Flashback to me packing the day of my flight back in the United States. I woke up that morning saying to myself "Good morning Taylor, you're leaving for Germany today." I sat around my house staring at the clock, waiting for time to speed up so I could fast forward to when I was on the plane. But of course, time moves slow when you want it to speed up. I remember eating my last homemade meal before I left and wondering what I would be eating for the next few months. My family members kept asking me by the minute if I was getting nervous and the occasional "did you pack everything?" My thought process was that if I remained calm on the outside, then I would be calm on the inside. Panic really sunk in when I arrived at the airport. That's when panic mode happened. I knew that once I got out of the car and grabbed my belongings that this was it. There was no turning back. And I'm glad I kept walking.
As humans, we tend to let our emotions get the best of us. If this doesn't happen to you, then teach me your ways. There were so many times throughout the summer that I was questioning if this was going to be the right move for me because I was scared. I was scared that I was making the wrong decision. Scared that I would back out at the last minute. I'm such a nervous person that with every "big" decision I make, I always have to think through it and make sure that this is really the way I want to go. But coming to Germany was very impulsive for me. Even I can't believe that I did it. But here I am. Halfway through, writing to you all.
In the beginning, it's always going to be a little awkward. New place, new culture, new language, new family, new friends. I remember feeling so lost in the beginning. My German was equivalent to the phrase of "hoping for the best but expecting the worst". I didn't know if I would make any friends. I had to buy some clothes that made me fit the aesthetic of looking European, so I couldn't be easily pointed out as an American. It's my first time using public transportation alone, so figuring that out was better than going to Disneyland. Also, it's my first time living in the city, so getting accustomed to that scene has been a ride. I had to develop this relationship with a complete stranger, whom I was going to be living in their house for the next few months (and her cat). I had to learn how to be an adult in a foreign country. I did it all. I'm fine. Life is good here.
As for feeling homesick, that's nonexistent. The only reason I did miss home was because my favorite peanut butter brand was there. But other than that, I feel fine. I finally sent some postcards out to let my family know that I never want to return (if my family is reading, I'm kidding!).

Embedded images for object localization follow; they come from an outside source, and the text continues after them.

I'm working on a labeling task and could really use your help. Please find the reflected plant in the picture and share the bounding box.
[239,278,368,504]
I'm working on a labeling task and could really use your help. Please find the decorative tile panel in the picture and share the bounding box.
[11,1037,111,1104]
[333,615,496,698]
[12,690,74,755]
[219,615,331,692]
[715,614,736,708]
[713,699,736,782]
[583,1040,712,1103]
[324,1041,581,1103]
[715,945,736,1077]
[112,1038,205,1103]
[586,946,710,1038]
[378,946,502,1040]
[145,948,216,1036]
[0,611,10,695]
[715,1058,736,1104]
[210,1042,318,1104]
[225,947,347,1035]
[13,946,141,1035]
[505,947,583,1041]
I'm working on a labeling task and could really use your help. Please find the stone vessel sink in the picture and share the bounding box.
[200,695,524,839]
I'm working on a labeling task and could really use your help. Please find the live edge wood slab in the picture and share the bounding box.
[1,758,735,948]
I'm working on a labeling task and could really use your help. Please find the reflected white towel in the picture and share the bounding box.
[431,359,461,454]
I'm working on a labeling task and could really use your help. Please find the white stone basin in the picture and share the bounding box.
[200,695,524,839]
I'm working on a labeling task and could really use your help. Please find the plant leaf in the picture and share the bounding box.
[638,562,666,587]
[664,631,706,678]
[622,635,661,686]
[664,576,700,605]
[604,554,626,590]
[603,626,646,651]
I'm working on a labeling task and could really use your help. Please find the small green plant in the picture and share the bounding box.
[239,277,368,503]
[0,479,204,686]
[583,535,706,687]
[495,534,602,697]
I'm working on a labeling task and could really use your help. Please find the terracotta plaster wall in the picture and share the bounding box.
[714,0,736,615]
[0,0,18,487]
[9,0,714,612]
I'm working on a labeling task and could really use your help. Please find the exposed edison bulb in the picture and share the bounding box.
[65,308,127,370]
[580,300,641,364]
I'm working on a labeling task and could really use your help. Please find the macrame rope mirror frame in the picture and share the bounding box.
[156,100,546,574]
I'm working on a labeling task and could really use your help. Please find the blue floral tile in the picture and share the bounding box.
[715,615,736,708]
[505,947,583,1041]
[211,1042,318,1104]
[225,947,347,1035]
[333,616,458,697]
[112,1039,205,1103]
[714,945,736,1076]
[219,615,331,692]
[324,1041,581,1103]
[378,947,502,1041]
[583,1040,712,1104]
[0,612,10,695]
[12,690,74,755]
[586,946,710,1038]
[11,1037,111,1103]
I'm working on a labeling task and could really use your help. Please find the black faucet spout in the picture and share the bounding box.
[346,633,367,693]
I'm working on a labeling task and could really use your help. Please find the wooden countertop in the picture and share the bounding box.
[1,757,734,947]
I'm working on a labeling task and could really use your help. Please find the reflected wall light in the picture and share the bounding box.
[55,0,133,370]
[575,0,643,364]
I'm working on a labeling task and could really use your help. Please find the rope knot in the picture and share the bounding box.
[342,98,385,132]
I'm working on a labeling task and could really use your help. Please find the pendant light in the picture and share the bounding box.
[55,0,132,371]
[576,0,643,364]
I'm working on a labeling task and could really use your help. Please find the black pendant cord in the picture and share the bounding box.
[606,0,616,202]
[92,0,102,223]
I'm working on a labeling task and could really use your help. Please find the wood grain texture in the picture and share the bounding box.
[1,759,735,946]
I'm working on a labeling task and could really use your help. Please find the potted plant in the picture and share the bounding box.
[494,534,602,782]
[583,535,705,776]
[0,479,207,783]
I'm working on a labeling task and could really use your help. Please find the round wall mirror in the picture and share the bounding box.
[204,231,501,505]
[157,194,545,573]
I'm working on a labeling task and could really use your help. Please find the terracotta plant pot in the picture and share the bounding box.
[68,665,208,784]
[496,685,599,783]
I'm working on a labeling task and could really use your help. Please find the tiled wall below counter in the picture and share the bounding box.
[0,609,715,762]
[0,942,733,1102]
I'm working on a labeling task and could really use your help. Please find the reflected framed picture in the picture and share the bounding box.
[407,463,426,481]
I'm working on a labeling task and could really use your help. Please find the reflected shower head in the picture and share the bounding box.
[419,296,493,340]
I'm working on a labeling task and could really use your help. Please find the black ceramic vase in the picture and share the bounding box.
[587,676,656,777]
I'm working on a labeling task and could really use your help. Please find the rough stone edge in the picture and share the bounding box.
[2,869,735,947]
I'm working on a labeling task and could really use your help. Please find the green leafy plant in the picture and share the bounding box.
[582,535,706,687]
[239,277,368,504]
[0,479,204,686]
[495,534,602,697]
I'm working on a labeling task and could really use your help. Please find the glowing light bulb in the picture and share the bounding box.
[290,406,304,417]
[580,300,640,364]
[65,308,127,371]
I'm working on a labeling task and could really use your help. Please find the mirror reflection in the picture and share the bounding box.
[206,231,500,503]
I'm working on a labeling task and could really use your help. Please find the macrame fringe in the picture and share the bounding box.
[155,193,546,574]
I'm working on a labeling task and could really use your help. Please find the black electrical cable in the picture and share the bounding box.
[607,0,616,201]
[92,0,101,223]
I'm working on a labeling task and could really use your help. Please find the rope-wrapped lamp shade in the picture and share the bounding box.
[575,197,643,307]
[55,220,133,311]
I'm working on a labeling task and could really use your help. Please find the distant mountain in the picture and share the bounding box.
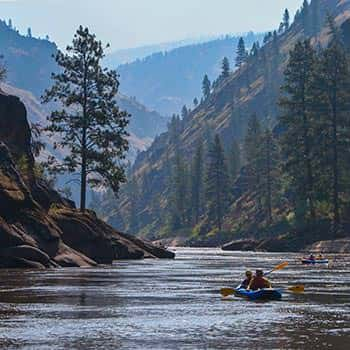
[0,19,169,147]
[105,36,222,66]
[112,32,264,116]
[117,94,168,140]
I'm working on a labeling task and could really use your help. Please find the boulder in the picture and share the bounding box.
[54,244,98,268]
[0,245,51,267]
[0,256,46,269]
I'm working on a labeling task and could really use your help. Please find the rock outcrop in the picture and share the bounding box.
[0,92,174,268]
[306,239,350,254]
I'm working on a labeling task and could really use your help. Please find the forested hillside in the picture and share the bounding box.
[114,33,263,115]
[102,0,350,250]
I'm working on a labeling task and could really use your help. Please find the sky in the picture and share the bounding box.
[0,0,303,51]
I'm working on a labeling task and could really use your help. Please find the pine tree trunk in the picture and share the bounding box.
[266,136,272,224]
[302,93,315,221]
[331,93,340,237]
[80,58,88,212]
[80,126,87,212]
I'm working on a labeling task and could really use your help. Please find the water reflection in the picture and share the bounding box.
[0,249,349,349]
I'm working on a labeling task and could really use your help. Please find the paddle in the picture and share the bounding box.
[264,261,289,276]
[288,285,304,293]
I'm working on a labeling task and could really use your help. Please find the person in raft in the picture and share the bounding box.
[240,270,253,289]
[309,253,315,260]
[247,269,272,291]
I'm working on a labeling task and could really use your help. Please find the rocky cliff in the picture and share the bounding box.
[0,92,174,268]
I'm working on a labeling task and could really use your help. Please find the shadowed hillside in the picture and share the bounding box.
[103,0,350,249]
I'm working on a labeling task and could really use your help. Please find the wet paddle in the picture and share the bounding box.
[287,285,305,293]
[264,261,289,276]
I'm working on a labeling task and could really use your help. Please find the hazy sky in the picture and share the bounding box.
[0,0,303,50]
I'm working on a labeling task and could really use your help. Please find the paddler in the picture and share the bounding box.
[240,270,253,289]
[247,269,272,291]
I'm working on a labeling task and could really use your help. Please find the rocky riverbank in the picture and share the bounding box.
[222,237,350,254]
[0,92,174,269]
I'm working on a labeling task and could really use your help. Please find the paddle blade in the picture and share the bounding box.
[220,288,235,297]
[288,285,305,293]
[271,261,289,273]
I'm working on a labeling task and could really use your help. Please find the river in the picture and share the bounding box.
[0,248,349,349]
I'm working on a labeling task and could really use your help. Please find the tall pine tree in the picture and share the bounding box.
[202,74,211,100]
[283,9,290,31]
[205,135,229,231]
[259,128,280,223]
[191,141,204,225]
[314,19,350,236]
[42,26,129,211]
[236,37,247,68]
[227,139,241,185]
[279,40,318,223]
[244,114,263,193]
[221,57,230,78]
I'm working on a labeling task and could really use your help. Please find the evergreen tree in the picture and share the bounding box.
[181,105,189,120]
[302,0,311,36]
[260,128,280,223]
[168,114,182,144]
[221,57,230,78]
[27,27,32,38]
[314,20,350,236]
[193,97,199,107]
[227,139,241,185]
[205,135,230,230]
[202,74,211,100]
[311,0,322,35]
[42,26,130,211]
[283,9,290,30]
[235,37,247,68]
[279,40,317,223]
[244,114,263,199]
[191,141,204,225]
[8,19,12,29]
[127,178,140,232]
[169,152,189,229]
[0,55,6,82]
[278,22,285,34]
[250,42,259,58]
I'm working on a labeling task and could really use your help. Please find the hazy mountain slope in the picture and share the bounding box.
[105,36,222,66]
[114,33,263,115]
[117,95,168,140]
[0,83,152,161]
[0,20,57,97]
[0,19,169,146]
[106,0,350,240]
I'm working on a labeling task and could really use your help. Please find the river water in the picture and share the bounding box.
[0,248,349,349]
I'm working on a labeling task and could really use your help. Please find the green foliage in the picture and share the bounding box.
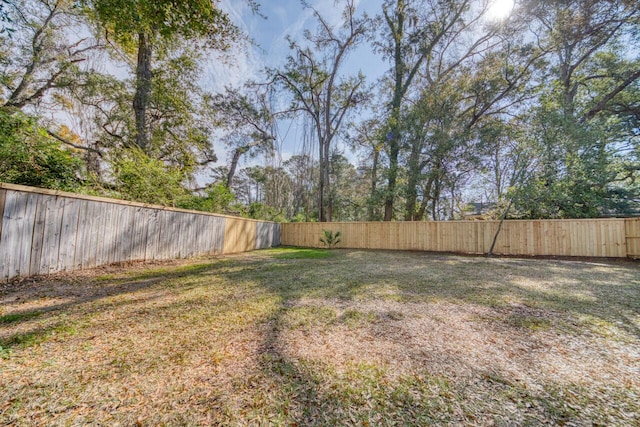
[290,212,312,223]
[244,202,282,222]
[510,92,623,218]
[145,51,213,168]
[319,229,341,249]
[111,148,186,205]
[329,153,369,221]
[0,109,82,190]
[84,0,238,51]
[175,183,235,214]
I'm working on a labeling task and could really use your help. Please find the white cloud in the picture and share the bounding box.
[202,0,267,92]
[203,48,263,93]
[205,0,368,93]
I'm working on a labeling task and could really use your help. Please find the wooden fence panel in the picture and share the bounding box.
[1,191,19,279]
[38,196,63,275]
[223,218,256,253]
[57,198,78,272]
[144,209,159,260]
[176,210,188,258]
[29,194,48,276]
[0,189,5,247]
[73,200,90,269]
[256,222,273,249]
[0,183,279,281]
[273,223,281,247]
[281,219,630,258]
[85,200,102,269]
[130,207,146,262]
[1,191,37,279]
[209,216,227,255]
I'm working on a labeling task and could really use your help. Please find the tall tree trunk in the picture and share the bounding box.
[318,139,326,222]
[383,0,405,221]
[432,178,441,220]
[404,141,421,220]
[324,142,332,222]
[383,74,404,220]
[384,129,400,221]
[133,32,152,152]
[368,148,380,220]
[416,177,433,221]
[226,147,245,188]
[404,182,417,220]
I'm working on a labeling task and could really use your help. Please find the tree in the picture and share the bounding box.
[110,147,186,205]
[63,47,220,194]
[377,0,486,220]
[329,153,369,221]
[272,0,370,222]
[1,0,101,110]
[377,0,540,220]
[511,0,640,218]
[401,39,542,220]
[347,117,386,220]
[175,183,235,214]
[205,86,275,188]
[84,0,240,152]
[284,154,318,221]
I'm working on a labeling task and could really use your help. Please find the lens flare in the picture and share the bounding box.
[487,0,515,20]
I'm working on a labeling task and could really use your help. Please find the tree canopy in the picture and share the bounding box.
[1,0,638,221]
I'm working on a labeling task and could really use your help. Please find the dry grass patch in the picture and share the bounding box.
[1,248,639,425]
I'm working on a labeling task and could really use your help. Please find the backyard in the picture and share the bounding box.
[1,248,639,426]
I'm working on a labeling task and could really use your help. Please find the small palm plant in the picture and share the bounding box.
[320,230,341,248]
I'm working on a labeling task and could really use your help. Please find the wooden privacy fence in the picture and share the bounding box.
[282,219,640,258]
[0,183,281,281]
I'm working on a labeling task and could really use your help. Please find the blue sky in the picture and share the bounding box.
[213,0,386,87]
[203,0,387,172]
[203,0,514,176]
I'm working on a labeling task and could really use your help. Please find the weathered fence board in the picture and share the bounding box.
[282,219,631,258]
[256,222,279,249]
[210,216,227,255]
[0,189,5,242]
[0,183,280,281]
[58,198,79,272]
[13,192,36,278]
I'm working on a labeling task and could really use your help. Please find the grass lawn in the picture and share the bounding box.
[1,248,639,426]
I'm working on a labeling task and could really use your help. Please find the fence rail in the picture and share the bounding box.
[0,183,280,281]
[282,219,637,258]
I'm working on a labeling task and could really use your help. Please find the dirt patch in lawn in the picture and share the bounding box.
[1,249,639,426]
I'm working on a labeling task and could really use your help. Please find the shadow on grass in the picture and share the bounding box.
[3,248,639,340]
[248,295,458,424]
[1,248,639,424]
[236,250,640,424]
[0,261,238,352]
[329,251,640,339]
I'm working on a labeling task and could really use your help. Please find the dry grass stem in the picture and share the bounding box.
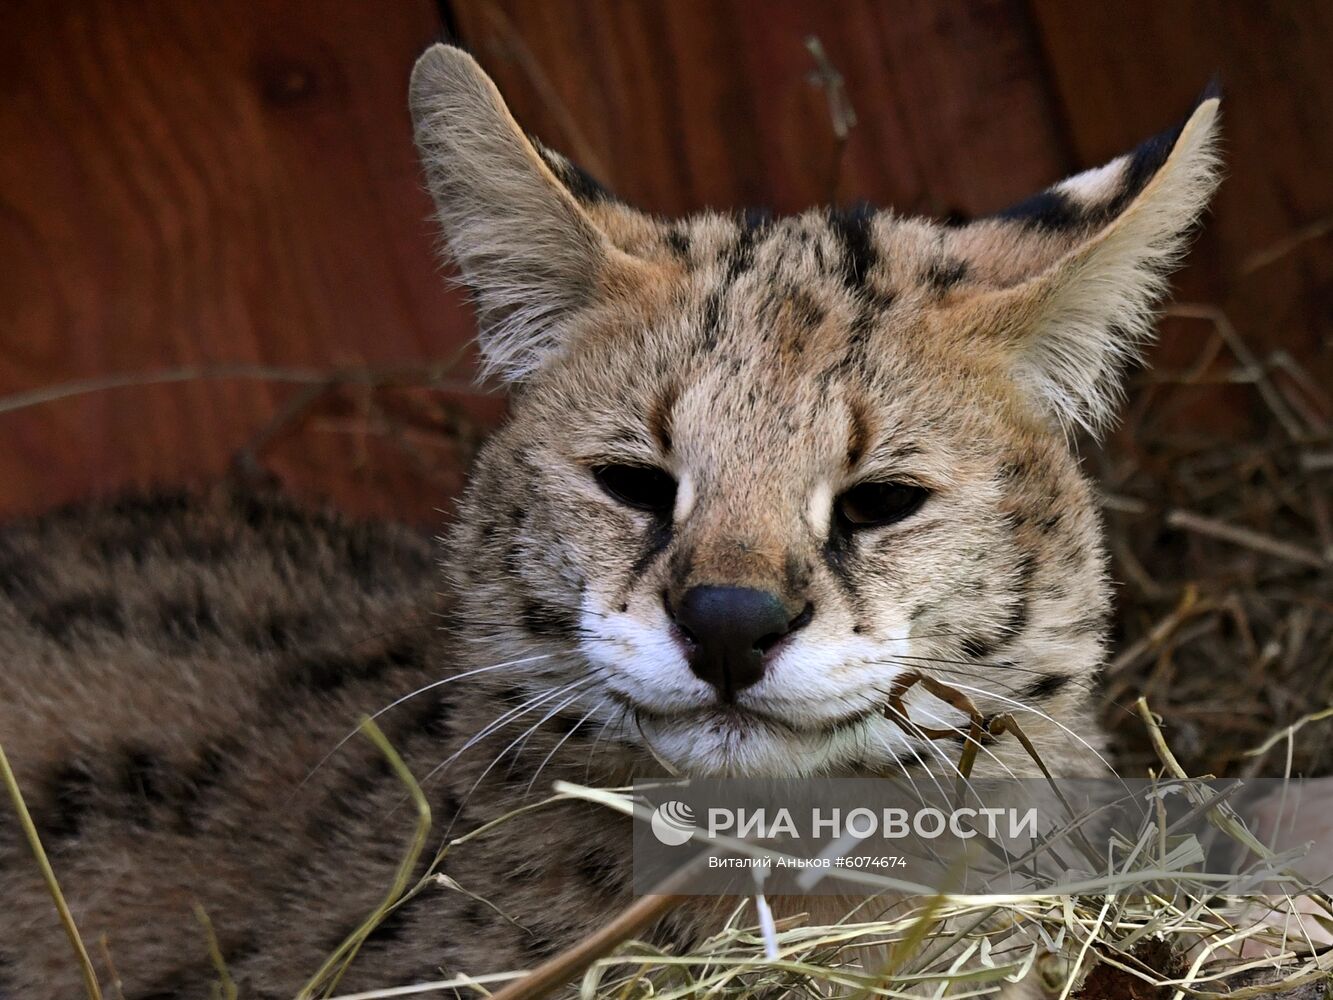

Another thing that has been nonexistent is my budgeting plans. I find it really hard to limit myself on spending because it's Europe and when are you going to be able to come back and have that same shirt you wanted five years ago still be there? So that's been my thought process on financing. I'm also becoming a better chef. Don't mean to toot my own horn, but my pasta is delicious. Oh yeah, how could I forget? My German is improving!!! It feels good knowing that I'm able to eavesdrop on people's conversations when I'm on the train. Like, why didn't you invite her to the cafe? There are still some things that are a mystery to me, but I promise I'll write my last blog post in semi-German (I'll provide translations, don't worry).
In the upcoming month, I'm going to be gone every weekend for traveling. And then comes December. Which can please go by slow because I am not ready to leave. I love it here! Maybe I'll miss my plane or something. Talk to you guys later!